Vitamin D-only formulations are also a good option
Usually, a multivitamin contains about 100~200IU of vitamin D. The product that entered a lot is around 400 IU. Therefore, in order to maintain adequate blood levels of vitamin D, it is recommended that you take a vitamin D-specific formulation in addition to a multivitamin. According to the National Institutes of Health (NIH) Dietary Supplements, 37% of Americans take vitamin D supplements in nutritional supplements. To recap, discuss your vitamin D intake with your doctor, but aim for a vitamin D blood level of around 30 ng/ml, or around 40 ng/ml if you're feeling a little greedy.
How much food do you need to eat to get 1,000 IU of vitamin D per day?
200ml of milk or yogurt contains approximately 100~200IU of vitamin D. A 50-gram serving of blue fish, such as tuna and sardines, contains about 120 IU of vitamin D. The food with the highest amount of vitamin D per unit gram is the black ear mushroom, which is often used as an ingredient in japchae. Dry black ear mushrooms contain 440 μg of vitamin D per 100 grams. Most people know that shiitake mushrooms have a lot of vitamin D, but black ear mushrooms have a higher vitamin D content than shiitake mushrooms.
To get 1,000IU of vitamin D per day, you need to eat at least 7~8 pieces of blue fish every day. You should eat 10 cups of milk or yogurt daily or 5~10 servings of dried cereal.
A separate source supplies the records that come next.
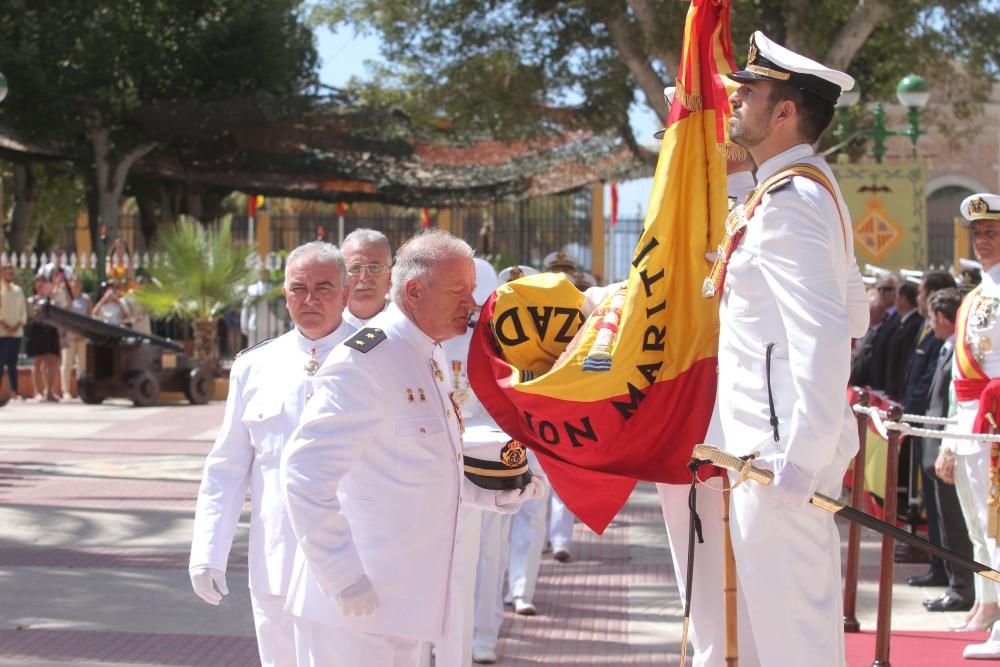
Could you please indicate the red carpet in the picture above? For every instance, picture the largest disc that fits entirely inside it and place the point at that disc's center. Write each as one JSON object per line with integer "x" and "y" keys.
{"x": 916, "y": 649}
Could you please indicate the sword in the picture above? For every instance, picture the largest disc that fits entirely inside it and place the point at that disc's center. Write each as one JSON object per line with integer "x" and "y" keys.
{"x": 717, "y": 457}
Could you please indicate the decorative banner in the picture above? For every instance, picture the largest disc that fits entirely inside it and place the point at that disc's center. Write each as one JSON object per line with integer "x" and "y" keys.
{"x": 887, "y": 204}
{"x": 625, "y": 394}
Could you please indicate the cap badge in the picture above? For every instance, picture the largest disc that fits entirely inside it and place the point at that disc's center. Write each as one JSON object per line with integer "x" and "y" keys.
{"x": 513, "y": 455}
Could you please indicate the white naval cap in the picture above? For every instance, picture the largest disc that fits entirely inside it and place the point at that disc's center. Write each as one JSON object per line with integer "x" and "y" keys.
{"x": 772, "y": 62}
{"x": 486, "y": 280}
{"x": 982, "y": 206}
{"x": 515, "y": 272}
{"x": 493, "y": 460}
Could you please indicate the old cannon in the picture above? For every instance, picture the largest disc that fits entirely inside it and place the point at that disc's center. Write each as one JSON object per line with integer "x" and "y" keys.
{"x": 122, "y": 363}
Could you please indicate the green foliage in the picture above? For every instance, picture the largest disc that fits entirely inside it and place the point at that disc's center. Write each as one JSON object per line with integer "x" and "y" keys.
{"x": 517, "y": 67}
{"x": 200, "y": 274}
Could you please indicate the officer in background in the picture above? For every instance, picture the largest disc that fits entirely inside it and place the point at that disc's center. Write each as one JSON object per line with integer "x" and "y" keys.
{"x": 368, "y": 255}
{"x": 792, "y": 299}
{"x": 269, "y": 386}
{"x": 975, "y": 367}
{"x": 374, "y": 475}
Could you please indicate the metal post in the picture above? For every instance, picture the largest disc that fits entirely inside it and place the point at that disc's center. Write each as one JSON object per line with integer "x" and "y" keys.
{"x": 851, "y": 623}
{"x": 884, "y": 618}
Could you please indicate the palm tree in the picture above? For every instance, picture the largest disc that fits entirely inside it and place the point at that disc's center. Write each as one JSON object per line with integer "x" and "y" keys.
{"x": 200, "y": 273}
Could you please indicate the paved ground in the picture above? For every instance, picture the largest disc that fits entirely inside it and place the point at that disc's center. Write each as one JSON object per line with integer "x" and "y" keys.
{"x": 95, "y": 517}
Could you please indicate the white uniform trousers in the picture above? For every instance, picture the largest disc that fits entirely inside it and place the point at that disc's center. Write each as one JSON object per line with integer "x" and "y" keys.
{"x": 527, "y": 539}
{"x": 275, "y": 634}
{"x": 322, "y": 645}
{"x": 706, "y": 634}
{"x": 560, "y": 524}
{"x": 455, "y": 650}
{"x": 788, "y": 577}
{"x": 972, "y": 481}
{"x": 494, "y": 549}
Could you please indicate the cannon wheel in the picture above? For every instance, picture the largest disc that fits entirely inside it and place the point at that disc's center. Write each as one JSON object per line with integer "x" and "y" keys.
{"x": 144, "y": 389}
{"x": 200, "y": 386}
{"x": 87, "y": 388}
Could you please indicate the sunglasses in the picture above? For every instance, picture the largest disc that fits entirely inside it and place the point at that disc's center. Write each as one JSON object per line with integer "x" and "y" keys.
{"x": 374, "y": 269}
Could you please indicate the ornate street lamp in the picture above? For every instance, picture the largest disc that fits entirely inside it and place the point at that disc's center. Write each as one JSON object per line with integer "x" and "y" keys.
{"x": 913, "y": 92}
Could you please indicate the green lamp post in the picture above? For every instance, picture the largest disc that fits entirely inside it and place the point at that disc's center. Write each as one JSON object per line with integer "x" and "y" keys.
{"x": 913, "y": 92}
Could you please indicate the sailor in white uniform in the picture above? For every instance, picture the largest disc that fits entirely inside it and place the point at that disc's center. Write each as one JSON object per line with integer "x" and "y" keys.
{"x": 792, "y": 299}
{"x": 368, "y": 256}
{"x": 374, "y": 475}
{"x": 270, "y": 384}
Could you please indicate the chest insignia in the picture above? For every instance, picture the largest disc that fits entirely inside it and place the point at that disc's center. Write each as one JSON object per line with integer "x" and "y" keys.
{"x": 312, "y": 365}
{"x": 366, "y": 339}
{"x": 513, "y": 455}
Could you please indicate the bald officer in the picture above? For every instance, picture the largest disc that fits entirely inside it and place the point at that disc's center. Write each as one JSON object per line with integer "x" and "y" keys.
{"x": 374, "y": 478}
{"x": 368, "y": 255}
{"x": 269, "y": 386}
{"x": 792, "y": 299}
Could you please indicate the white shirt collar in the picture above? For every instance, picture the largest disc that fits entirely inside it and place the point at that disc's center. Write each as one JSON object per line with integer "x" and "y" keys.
{"x": 394, "y": 319}
{"x": 321, "y": 345}
{"x": 774, "y": 164}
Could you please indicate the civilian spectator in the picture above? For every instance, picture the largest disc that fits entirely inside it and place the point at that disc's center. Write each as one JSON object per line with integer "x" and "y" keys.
{"x": 13, "y": 316}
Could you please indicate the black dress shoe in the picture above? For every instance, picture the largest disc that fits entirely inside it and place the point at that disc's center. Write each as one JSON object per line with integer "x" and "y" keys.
{"x": 948, "y": 602}
{"x": 930, "y": 579}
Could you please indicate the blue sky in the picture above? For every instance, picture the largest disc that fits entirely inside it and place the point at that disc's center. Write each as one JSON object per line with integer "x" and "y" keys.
{"x": 343, "y": 55}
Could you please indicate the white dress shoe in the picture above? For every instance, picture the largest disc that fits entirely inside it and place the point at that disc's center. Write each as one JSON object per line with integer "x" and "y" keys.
{"x": 483, "y": 656}
{"x": 522, "y": 608}
{"x": 986, "y": 651}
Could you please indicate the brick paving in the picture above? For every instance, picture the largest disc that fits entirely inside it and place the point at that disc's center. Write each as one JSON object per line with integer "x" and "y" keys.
{"x": 96, "y": 506}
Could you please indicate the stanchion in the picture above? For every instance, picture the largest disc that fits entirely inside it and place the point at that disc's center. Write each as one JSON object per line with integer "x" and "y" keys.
{"x": 853, "y": 529}
{"x": 884, "y": 618}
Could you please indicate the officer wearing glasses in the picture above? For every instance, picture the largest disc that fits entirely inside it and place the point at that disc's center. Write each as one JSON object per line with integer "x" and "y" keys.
{"x": 368, "y": 256}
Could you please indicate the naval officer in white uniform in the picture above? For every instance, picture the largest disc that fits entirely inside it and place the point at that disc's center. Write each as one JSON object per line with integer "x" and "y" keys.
{"x": 368, "y": 256}
{"x": 269, "y": 386}
{"x": 792, "y": 299}
{"x": 374, "y": 477}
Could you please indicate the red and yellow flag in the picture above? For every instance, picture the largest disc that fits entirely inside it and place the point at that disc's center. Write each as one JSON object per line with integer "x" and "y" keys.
{"x": 625, "y": 394}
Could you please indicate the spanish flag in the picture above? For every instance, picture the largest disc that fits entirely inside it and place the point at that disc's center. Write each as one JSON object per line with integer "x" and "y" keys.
{"x": 625, "y": 394}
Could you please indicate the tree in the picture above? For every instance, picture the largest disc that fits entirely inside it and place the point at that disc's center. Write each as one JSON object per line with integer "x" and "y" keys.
{"x": 199, "y": 275}
{"x": 82, "y": 73}
{"x": 516, "y": 66}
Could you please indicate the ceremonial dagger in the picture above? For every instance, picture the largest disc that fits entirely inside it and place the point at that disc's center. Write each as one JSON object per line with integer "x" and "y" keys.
{"x": 717, "y": 457}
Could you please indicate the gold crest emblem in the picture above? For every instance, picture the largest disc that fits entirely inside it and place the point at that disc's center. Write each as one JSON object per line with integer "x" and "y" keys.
{"x": 513, "y": 455}
{"x": 978, "y": 206}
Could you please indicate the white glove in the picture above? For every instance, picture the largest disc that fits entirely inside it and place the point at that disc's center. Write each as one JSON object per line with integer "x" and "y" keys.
{"x": 359, "y": 598}
{"x": 793, "y": 486}
{"x": 509, "y": 501}
{"x": 205, "y": 581}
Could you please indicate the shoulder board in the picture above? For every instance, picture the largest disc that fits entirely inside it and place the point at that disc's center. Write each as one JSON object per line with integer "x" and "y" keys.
{"x": 366, "y": 339}
{"x": 779, "y": 184}
{"x": 254, "y": 347}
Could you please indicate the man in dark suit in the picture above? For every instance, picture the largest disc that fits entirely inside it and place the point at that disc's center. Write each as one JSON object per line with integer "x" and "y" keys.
{"x": 945, "y": 522}
{"x": 901, "y": 340}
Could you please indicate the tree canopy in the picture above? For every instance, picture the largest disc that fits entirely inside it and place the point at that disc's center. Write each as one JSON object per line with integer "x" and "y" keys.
{"x": 507, "y": 66}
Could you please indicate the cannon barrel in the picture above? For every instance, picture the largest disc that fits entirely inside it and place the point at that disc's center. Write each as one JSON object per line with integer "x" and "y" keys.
{"x": 99, "y": 333}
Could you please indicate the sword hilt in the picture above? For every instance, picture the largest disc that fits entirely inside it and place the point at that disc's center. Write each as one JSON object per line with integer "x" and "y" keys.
{"x": 719, "y": 458}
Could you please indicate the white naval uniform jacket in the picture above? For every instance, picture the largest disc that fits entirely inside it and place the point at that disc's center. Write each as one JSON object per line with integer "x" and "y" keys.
{"x": 982, "y": 332}
{"x": 267, "y": 391}
{"x": 793, "y": 281}
{"x": 373, "y": 481}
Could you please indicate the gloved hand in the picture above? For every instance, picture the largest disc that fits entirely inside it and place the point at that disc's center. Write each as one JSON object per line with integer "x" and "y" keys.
{"x": 358, "y": 599}
{"x": 205, "y": 581}
{"x": 793, "y": 486}
{"x": 510, "y": 500}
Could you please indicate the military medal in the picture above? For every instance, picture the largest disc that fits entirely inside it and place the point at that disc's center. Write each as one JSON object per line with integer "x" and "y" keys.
{"x": 312, "y": 365}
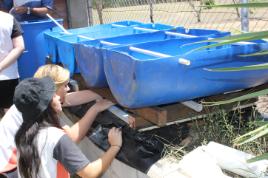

Mushrooms should also be looked for sun-dried, not hot-air dried.
Korean men get angry when their wives give them cereal in the morning, saying that they lack sincerity. However, when it comes to vitamin D intake, it's better to eat vitamin D-fortified cereals and low-fat milk than hearty Korean food made with rice, soup, and herbs.


More articles

Comments (0)

There are no comments for this article. Be the first one to leave a message!